One of the building blocks of corn syrup is maltotriose — a sugar molecule like glucose, but a much longer one. Maltotriose keeps the glucose molecules in the honey separated so that they're unable to form sugar crystals. Without these crystals, your honey will be smooth. While corn syrup is highly effective at restoring the texture of honey, it's worth noting that it can affect the taste. Light corn syrup is often flavored with vanilla while dark corn syrup includes molasses, which is known for its caramel-forward taste.
Will it ever recrystallize?
The most common method of smoothing out crystallized honey is to heat it up. Sometimes this works well, but only if there is still some water that hasn't evaporated from the honey. The upside to this method is that it doesn't affect the flavor of the honey, as it doesn't require any additional ingredients. Unfortunately, the honey will eventually recrystallize. This is why corn syrup is the better option, at least in terms of texture.
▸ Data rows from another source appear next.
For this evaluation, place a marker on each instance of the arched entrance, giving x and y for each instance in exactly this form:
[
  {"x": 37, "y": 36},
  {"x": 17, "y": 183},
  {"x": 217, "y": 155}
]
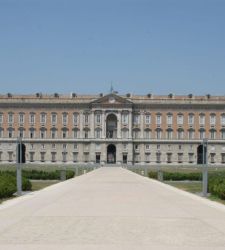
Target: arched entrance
[
  {"x": 111, "y": 126},
  {"x": 200, "y": 154},
  {"x": 111, "y": 154}
]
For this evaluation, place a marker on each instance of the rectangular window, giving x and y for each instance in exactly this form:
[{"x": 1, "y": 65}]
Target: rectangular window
[
  {"x": 54, "y": 119},
  {"x": 64, "y": 119},
  {"x": 180, "y": 119},
  {"x": 32, "y": 119},
  {"x": 21, "y": 118},
  {"x": 43, "y": 118},
  {"x": 124, "y": 118},
  {"x": 75, "y": 156},
  {"x": 191, "y": 157},
  {"x": 10, "y": 118},
  {"x": 169, "y": 119},
  {"x": 147, "y": 119},
  {"x": 31, "y": 156},
  {"x": 98, "y": 118},
  {"x": 158, "y": 119},
  {"x": 201, "y": 119},
  {"x": 86, "y": 119},
  {"x": 1, "y": 118},
  {"x": 180, "y": 157},
  {"x": 75, "y": 119},
  {"x": 212, "y": 120},
  {"x": 136, "y": 119},
  {"x": 191, "y": 119}
]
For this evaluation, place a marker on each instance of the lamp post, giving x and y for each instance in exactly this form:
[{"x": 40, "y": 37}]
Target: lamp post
[
  {"x": 18, "y": 166},
  {"x": 205, "y": 168}
]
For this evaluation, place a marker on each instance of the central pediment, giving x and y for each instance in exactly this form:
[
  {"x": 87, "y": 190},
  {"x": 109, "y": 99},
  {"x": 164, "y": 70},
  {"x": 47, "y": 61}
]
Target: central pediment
[{"x": 111, "y": 99}]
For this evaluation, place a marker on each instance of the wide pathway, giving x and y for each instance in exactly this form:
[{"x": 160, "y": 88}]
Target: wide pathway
[{"x": 111, "y": 209}]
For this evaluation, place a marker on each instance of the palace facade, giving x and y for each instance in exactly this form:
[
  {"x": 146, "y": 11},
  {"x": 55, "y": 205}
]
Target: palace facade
[{"x": 112, "y": 128}]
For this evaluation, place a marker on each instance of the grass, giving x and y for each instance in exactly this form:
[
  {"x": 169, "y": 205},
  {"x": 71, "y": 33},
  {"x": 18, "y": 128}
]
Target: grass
[
  {"x": 194, "y": 187},
  {"x": 40, "y": 184}
]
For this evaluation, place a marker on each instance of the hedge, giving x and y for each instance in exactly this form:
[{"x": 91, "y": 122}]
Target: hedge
[{"x": 8, "y": 185}]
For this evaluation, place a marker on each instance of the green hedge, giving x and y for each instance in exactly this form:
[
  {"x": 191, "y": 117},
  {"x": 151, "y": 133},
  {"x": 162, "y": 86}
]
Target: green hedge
[
  {"x": 8, "y": 184},
  {"x": 177, "y": 176}
]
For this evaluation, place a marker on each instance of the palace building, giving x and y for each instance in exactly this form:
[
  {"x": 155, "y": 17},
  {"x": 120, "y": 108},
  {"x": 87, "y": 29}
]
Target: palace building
[{"x": 113, "y": 128}]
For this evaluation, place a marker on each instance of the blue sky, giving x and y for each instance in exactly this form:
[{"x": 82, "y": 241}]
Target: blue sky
[{"x": 140, "y": 46}]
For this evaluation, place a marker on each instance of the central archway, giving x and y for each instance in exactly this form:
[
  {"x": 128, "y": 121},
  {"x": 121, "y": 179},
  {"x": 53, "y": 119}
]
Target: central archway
[
  {"x": 111, "y": 126},
  {"x": 111, "y": 154}
]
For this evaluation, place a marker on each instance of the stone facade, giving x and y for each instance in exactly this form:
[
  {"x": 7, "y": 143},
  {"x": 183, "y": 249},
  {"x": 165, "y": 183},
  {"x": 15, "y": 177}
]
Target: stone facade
[{"x": 112, "y": 128}]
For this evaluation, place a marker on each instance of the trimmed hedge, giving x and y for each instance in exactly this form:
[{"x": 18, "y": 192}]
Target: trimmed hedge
[
  {"x": 8, "y": 184},
  {"x": 177, "y": 176}
]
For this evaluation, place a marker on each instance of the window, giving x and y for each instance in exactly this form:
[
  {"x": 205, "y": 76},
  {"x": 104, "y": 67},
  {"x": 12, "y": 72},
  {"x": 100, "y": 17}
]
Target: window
[
  {"x": 32, "y": 118},
  {"x": 43, "y": 118},
  {"x": 158, "y": 119},
  {"x": 10, "y": 118},
  {"x": 53, "y": 156},
  {"x": 222, "y": 119},
  {"x": 54, "y": 118},
  {"x": 191, "y": 119},
  {"x": 180, "y": 134},
  {"x": 64, "y": 133},
  {"x": 75, "y": 156},
  {"x": 1, "y": 118},
  {"x": 169, "y": 157},
  {"x": 10, "y": 156},
  {"x": 180, "y": 119},
  {"x": 125, "y": 133},
  {"x": 42, "y": 156},
  {"x": 21, "y": 133},
  {"x": 86, "y": 134},
  {"x": 190, "y": 157},
  {"x": 64, "y": 119},
  {"x": 158, "y": 157},
  {"x": 223, "y": 158},
  {"x": 201, "y": 134},
  {"x": 75, "y": 133},
  {"x": 53, "y": 133},
  {"x": 180, "y": 157},
  {"x": 135, "y": 134},
  {"x": 21, "y": 118},
  {"x": 98, "y": 133},
  {"x": 75, "y": 119},
  {"x": 10, "y": 133},
  {"x": 86, "y": 119},
  {"x": 64, "y": 156},
  {"x": 147, "y": 119},
  {"x": 147, "y": 134},
  {"x": 223, "y": 134},
  {"x": 213, "y": 134},
  {"x": 213, "y": 119},
  {"x": 1, "y": 132},
  {"x": 136, "y": 119},
  {"x": 158, "y": 134},
  {"x": 169, "y": 134},
  {"x": 98, "y": 118},
  {"x": 124, "y": 118},
  {"x": 169, "y": 119},
  {"x": 191, "y": 134},
  {"x": 201, "y": 119},
  {"x": 42, "y": 133},
  {"x": 31, "y": 156},
  {"x": 32, "y": 133}
]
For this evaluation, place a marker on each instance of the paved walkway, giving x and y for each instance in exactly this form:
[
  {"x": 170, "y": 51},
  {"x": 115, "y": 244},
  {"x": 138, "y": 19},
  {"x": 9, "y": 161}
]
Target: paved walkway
[{"x": 111, "y": 209}]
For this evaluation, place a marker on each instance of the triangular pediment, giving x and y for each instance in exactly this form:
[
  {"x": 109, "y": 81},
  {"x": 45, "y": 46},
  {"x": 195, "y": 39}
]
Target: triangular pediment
[{"x": 111, "y": 99}]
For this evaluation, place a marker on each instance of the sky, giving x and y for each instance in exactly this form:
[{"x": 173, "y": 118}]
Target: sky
[{"x": 138, "y": 46}]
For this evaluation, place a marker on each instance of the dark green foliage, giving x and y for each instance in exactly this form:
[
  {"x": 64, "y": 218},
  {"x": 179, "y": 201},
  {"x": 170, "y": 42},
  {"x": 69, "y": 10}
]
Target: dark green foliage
[
  {"x": 8, "y": 184},
  {"x": 177, "y": 176}
]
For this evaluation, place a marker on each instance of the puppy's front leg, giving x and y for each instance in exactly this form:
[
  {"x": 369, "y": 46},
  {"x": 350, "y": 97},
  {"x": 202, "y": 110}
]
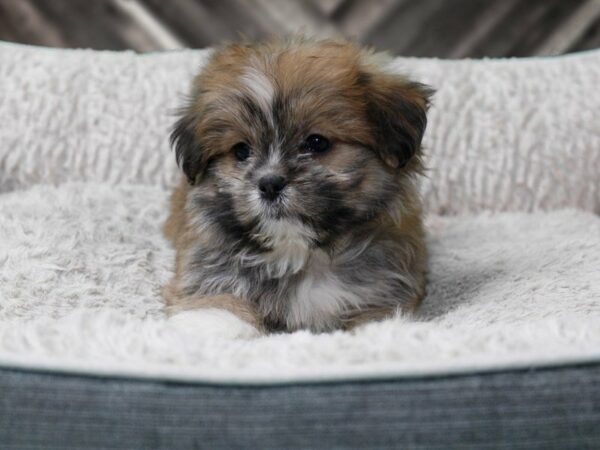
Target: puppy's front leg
[{"x": 222, "y": 316}]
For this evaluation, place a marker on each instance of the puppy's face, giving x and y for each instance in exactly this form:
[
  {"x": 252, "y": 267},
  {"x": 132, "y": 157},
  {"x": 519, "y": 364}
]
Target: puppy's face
[{"x": 307, "y": 138}]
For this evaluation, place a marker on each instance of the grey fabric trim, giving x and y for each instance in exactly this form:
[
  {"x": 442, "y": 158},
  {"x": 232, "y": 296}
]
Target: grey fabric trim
[{"x": 549, "y": 408}]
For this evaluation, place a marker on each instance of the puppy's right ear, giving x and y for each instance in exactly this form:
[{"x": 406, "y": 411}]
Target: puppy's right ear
[{"x": 188, "y": 150}]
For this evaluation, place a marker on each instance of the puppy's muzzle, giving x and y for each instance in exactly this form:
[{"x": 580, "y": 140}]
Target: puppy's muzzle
[{"x": 270, "y": 186}]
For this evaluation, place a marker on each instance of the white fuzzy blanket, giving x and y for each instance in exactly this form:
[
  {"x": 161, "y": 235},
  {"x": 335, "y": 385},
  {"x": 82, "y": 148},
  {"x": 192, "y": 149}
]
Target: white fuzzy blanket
[{"x": 84, "y": 177}]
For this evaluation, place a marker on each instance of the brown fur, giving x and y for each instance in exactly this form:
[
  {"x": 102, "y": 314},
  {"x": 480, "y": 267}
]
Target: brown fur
[{"x": 355, "y": 104}]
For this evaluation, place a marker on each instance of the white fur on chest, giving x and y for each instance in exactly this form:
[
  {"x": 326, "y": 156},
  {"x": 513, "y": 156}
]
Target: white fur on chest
[{"x": 319, "y": 300}]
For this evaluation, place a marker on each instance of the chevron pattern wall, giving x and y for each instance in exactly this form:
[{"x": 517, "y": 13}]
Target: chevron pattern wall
[{"x": 443, "y": 28}]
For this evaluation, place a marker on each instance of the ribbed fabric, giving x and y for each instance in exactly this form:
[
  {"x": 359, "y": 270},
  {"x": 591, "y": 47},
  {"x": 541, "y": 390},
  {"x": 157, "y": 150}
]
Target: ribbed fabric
[{"x": 544, "y": 409}]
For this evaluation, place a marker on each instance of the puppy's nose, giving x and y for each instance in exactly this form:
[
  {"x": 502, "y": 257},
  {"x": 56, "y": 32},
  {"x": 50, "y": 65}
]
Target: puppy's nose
[{"x": 271, "y": 185}]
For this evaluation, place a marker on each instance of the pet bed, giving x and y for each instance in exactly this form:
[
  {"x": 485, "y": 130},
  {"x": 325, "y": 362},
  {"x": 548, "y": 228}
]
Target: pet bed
[{"x": 504, "y": 353}]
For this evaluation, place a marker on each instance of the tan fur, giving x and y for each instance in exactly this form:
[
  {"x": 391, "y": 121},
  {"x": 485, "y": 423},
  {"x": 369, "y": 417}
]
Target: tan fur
[{"x": 343, "y": 119}]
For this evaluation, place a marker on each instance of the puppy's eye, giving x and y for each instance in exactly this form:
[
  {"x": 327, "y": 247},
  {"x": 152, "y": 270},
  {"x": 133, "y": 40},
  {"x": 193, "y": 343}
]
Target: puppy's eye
[
  {"x": 316, "y": 143},
  {"x": 241, "y": 150}
]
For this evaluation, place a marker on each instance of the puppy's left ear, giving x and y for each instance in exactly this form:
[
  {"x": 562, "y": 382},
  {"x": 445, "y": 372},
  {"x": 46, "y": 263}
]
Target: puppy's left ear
[{"x": 397, "y": 110}]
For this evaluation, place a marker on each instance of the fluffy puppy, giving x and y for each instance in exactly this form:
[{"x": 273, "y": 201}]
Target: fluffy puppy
[{"x": 298, "y": 207}]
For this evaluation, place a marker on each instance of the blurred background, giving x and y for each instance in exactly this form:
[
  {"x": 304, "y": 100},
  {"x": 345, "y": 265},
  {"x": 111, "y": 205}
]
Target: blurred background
[{"x": 441, "y": 28}]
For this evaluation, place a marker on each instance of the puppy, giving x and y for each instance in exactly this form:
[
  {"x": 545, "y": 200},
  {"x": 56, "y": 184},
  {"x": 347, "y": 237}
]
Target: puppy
[{"x": 298, "y": 208}]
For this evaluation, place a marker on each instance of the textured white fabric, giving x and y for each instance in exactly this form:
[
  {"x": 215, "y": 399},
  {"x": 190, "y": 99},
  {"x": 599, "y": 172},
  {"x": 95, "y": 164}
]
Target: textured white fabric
[
  {"x": 84, "y": 176},
  {"x": 83, "y": 264},
  {"x": 503, "y": 135}
]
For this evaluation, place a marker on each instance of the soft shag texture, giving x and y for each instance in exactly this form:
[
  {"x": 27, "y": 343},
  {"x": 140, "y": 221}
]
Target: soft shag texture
[{"x": 85, "y": 172}]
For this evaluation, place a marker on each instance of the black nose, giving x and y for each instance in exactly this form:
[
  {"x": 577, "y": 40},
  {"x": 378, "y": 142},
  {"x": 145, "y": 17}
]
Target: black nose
[{"x": 271, "y": 185}]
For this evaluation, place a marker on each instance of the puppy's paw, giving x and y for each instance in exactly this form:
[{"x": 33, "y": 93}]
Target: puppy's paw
[{"x": 210, "y": 323}]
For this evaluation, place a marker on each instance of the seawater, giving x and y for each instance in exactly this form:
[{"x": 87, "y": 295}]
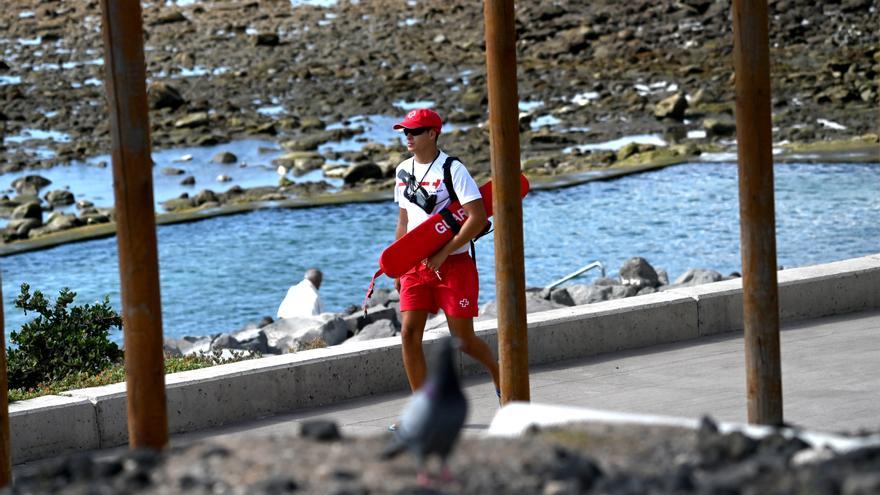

Unlike water, the sugar molecules in corn syrup won't just evaporate over time. Therefore, there will be something that keeps the glucose molecules in the honey away from each other, ultimately preventing them from turning into sugar crystals. The effects of this are indefinite, and both honey and corn syrup have a long shelf life. Pure honey never goes bad even though its quality might decline, and the same can be said about corn syrup. Adding corn syrup to crystallized honey might affect the flavor and texture, but you don't have to worry about it spoiling any faster.